There were a few more moments of scuffling before everyone stopped. He’d quit moving and I think it made everyone realize all of a sudden what they were doing and where. After a while someone got a big sheet and draped him in it, staining it red everywhere. I don’t know what they did with him after they wrapped him up and moved him. The coffee shop owner got the hose he used for the flower boxes in his windows, and sprayed down the street until the gore washed away.
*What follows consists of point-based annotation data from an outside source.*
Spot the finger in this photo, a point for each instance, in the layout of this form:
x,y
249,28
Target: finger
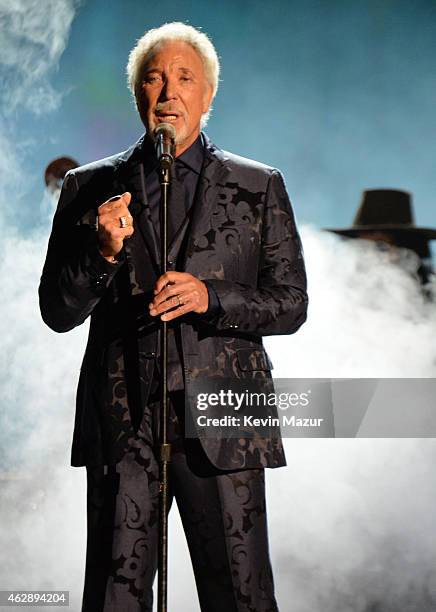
x,y
177,312
164,306
168,277
126,197
169,291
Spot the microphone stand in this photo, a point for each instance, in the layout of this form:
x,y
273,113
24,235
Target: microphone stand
x,y
164,446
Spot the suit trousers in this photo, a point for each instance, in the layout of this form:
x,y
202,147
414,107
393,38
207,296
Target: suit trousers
x,y
223,515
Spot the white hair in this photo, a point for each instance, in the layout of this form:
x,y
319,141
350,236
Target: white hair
x,y
146,46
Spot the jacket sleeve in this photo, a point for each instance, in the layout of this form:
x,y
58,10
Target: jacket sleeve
x,y
278,305
75,274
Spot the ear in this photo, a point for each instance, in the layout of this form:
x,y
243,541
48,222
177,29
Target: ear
x,y
207,98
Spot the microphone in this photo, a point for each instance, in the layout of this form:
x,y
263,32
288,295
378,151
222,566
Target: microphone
x,y
164,137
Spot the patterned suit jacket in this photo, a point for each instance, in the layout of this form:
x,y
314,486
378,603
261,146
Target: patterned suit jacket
x,y
241,237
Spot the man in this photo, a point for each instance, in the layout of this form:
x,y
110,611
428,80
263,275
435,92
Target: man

I watched my neighbors murder me.
I haven’t disguised myself before posting this. I could have spared the personal details and changed people’s names. It’d be very consistent for a cowardly fuck like me. But I think the least I can do for us both, me and him, is to be honest. I am scared as hell every day. I never stop thinking about the way his bones cracked, and his teeth came out, and his skin sloughed away where they’d beaten it to mashed potato. If you read this, if you’re from my town, you know who I am, and I know who you are, and I think you deserve to be a little scared too.
Yesterday for just a minute, I thought I saw my boss flinch looking at me. He had this look of horror, and rage. And when it happened, I knew him inside-out. I saw myself. And I looked like him.
Maybe sometimes, if you’re that scared of seeing your reflection, that’s your own fucking fault.